All in all, a lot of work still needs to be done before PU-AFM finds its way to commercial applications. ASML won’t say what it has in mind (and Verbiest isn’t allowed to), but it’s not hard to see how the ability to map the 3D structure of a non-transparent sample in a non-destructive way could be used for the alignment of chip layers, for example. Or for finding out the nature of a defect that has been spotted during IC manufacturing, so the appropriate knobs can be turned to correct the error.

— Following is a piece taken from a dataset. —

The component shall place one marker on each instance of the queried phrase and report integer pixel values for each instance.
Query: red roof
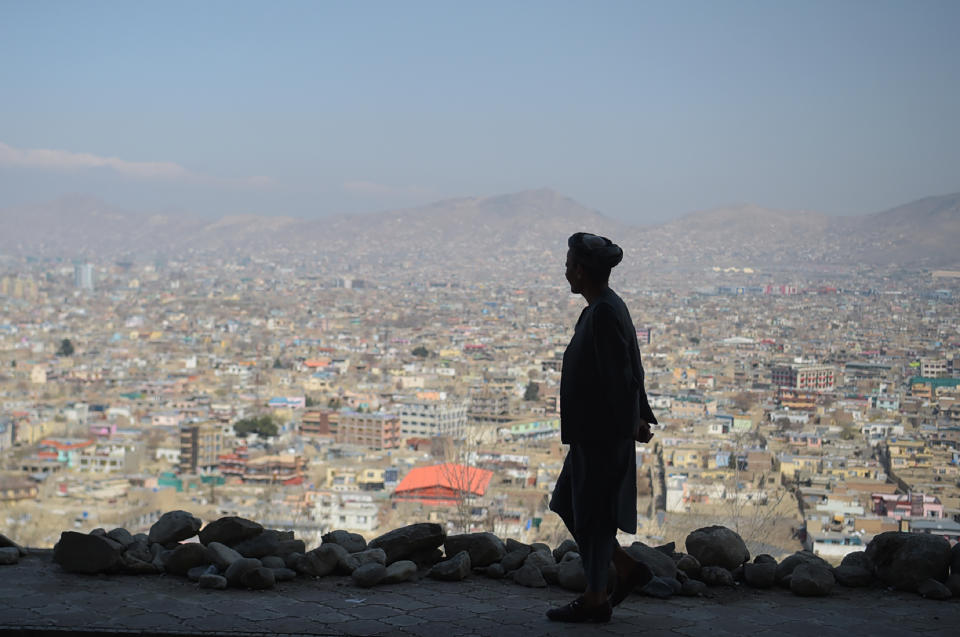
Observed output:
(449, 475)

Verbiest can divulge some applications outside chip manufacturing. “You could use it in cell biology to make a detailed 3D image of a single living cell, for example of the way mitochondria are folded in a cell. And in materials science, you could use it for research into heat transport in 2D materials such as graphene, or to characterize the interactions between stacked layers of 2D materials.” With the latter, we’re back to electronics, as stacked 2D materials are being investigated as a successor to silicon as chips’ base material.